Use of GIS Application in Urban Planning Projects
GIS Application help us in forecasting & analysing the undesirable outcomes by preparing model. The greatest risk involved in any project is that the decisions made in haste will prove too costly to implement. To avoid those bad experiences, GIS professionals, experts analysts and planners need to have a well-defined planning methodology often referred to as project life-cycle. Project life cycle of planning project involves setting up of goals and objectives, defining the targets, proper scheduling and estimating budgets for a whole GIS project. These projects are sometimes expensive in terms of both time and money because it requires high-end hardware equipment and software. Data acquisition for the project also becomes very expensive affair for a particular assignment. Cost valuation issues focus on fair determination of staff training, procurement of hardware equipment and software and other costs i.e. data, expert services particularly when comparing alternative implementation scenarios.
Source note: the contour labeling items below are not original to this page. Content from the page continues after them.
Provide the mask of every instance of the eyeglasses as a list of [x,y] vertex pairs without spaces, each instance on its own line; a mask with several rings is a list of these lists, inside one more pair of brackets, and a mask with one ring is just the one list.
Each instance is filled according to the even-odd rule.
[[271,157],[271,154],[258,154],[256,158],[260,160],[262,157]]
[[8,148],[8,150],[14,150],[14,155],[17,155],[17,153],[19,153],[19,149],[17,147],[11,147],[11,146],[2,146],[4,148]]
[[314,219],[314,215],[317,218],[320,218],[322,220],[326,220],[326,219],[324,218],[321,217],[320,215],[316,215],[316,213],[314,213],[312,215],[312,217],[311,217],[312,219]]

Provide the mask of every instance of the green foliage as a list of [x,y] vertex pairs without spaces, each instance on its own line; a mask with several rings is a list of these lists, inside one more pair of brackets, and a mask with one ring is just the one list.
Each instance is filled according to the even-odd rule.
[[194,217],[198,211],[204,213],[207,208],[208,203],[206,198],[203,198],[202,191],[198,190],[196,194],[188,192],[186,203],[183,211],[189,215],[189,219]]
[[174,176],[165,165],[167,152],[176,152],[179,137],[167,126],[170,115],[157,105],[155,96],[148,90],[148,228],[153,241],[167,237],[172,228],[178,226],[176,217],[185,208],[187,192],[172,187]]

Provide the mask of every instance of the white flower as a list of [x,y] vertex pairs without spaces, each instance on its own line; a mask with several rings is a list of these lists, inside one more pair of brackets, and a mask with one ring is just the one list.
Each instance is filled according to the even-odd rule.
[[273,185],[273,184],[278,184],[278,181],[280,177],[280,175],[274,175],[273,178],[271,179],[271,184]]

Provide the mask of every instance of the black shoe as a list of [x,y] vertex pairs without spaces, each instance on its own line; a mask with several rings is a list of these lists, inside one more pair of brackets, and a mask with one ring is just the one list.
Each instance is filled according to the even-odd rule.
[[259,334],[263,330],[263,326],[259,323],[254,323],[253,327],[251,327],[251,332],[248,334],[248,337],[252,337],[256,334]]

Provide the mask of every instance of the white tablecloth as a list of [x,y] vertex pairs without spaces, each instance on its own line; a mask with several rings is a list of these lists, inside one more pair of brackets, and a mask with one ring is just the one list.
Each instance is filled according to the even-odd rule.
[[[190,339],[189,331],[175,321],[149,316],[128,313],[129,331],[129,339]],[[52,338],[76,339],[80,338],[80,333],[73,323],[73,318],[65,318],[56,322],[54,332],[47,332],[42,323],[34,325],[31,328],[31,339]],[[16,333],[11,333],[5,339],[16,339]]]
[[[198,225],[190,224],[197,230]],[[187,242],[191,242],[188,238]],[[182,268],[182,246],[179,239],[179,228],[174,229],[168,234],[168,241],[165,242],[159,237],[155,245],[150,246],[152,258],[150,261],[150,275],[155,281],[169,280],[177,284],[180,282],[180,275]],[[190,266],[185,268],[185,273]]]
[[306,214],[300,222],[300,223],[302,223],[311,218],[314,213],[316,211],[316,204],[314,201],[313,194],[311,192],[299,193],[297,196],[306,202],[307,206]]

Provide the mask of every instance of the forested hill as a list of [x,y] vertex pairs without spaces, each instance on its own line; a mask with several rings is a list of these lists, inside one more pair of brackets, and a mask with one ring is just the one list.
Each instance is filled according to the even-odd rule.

Roughly you can divide the costs of a GIS into the following components:
- Hardware, Software and Maintenance issue– GIS user has to be very clear about the computing environment and software which are being used in projects and aspects like, leadership in industry, flexibility of the software, software customization, stability of the software provider, cost and maintenance of the software are very significant factor for vendor
- Services – Hardware and Software resources to fulfill the GIS project objectives
- Training – For using GIS technology one has to improve a solution to its use and proper training is necessary for thorough knowledge of principles, methods, techniques and practices related to GIS. Also considerable knowledge of computer applications and ability to use a variety of software products, hardware capabilities and a wide variety of software applications is a must for GIS users.
- Data (if obtained from elsewhere) – Data acquisition for GIS planning projects depends on the type of project and it can vary from project to project. Data can be collected from primary or secondary sources (i.e. census data, maps, field data, satellite imagery data).